Я поймал себя на том, что меня очень волнует, будет ли Хеффлинг пунктуален; по натуре я склонен усматривать во всем симптомы: пунктуальность Хеффлинга служит в моих глазах мерилом пунктуальности рядового состава в целом. Растроганный, я вспомнил одно из изречений моего старого командира дивизии Велька фон Шномма, который, бывало, говорил: «Махо, вы идеалист и всегда таковым останетесь». (Не забыть внести плату, чтобы возобновить уход за могилой Шномма!)
Правда ли, что я идеалист? Я погрузился в размышления: к действительности меня вернул голос Хеффлинга, прежде всего я посмотрел на часы — было две минуты одиннадцатого (такой минимальный запас самостоятельности я всегда предоставлял Хеффлингу), потом взглянул на него: до чего же парень раздобрел — вокруг шеи жировые складки, волосы поредели, зато в глазах у Хеффлинга я по-прежнему видел эротический блеск, а его слова: «Явился по вашему приказанию, господин полковник!» — прозвучали совсем как в старые времена.
— Хеффлинг! — воскликнул я, хлопая его по плечу, и заказал для него двойную порцию водки. Взяв рюмку с подноса кельнера, он приосанился, но я дернул его за рукав, повел в укромный уголок, где мы и углубились в воспоминания.
— Помните, тогда под Швихи-Швалохе, помните девятую?..
Приятно убеждаться в том, что здоровый характер нашего народа почти не пострадал от всяких этих новомодных штучек, в народе мы все еще встречаем грубоватое простодушие, мужской юмор и неизменный вкус к соленой шутке.
В то время как Хеффлинг полушепотом рассказывал мне очередной вариант одного старого анекдота, я увидел, как Муркс-Малохе вошел в зал и, согласно нашей договоренности, не подходя ко мне, исчез в задних комнатах ресторана. Взглянув на часы, я дал Хеффлингу понять, что спешу, и он со свойственным простому народу здоровым тактом сразу сообразил, что ему пора идти.

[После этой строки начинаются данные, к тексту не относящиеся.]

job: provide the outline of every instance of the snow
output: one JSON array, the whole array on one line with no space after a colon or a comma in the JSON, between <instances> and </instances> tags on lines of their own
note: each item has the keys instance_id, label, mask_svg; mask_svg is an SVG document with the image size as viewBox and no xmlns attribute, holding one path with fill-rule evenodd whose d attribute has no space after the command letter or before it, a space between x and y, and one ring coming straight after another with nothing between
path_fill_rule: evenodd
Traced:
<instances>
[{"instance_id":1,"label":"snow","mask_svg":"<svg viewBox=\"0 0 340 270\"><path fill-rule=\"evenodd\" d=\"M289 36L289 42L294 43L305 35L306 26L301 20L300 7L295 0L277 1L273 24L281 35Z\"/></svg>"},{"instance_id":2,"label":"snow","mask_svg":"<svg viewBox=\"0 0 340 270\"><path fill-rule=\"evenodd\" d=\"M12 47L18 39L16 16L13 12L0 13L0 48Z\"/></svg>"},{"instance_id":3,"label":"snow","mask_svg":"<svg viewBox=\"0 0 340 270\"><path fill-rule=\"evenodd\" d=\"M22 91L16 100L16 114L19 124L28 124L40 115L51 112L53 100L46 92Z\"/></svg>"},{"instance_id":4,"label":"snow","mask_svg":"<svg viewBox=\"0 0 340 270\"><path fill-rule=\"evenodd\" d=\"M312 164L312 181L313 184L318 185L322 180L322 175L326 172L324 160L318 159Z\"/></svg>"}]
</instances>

— Заходите к нам как-нибудь, господин полковник, моя супружница будет очень рада. — Громко смеясь, мы отправились вместе с ним к комнатке портье, и я обещал Хеффлингу навестить его. Быть может, у меня завяжется интрижка с его женой, время от времени во мне просыпается аппетит к грубой эротике низших классов, и кто знает, какую стрелу припас для меня амур в своем колчане?
Я сел рядом с Мурксом, заказал коньяк и, когда кельнер ушел, произнес со свойственной мне прямотой:
— А ну, выкладывай, дело действительно выгорело?
— Да, мы все обстряпали. — Мурке положил свою руку на мою и прошептал: — Я так рад, так рад, Махо.
— Я тоже рад, — сказал я растроганно, — рад, что один из моих юношеских снов воплотился в жизнь. И произошло это в демократическом государстве.
— Демократия куда лучше, чем диктатура, если только парламентское большинство на нашей стороне.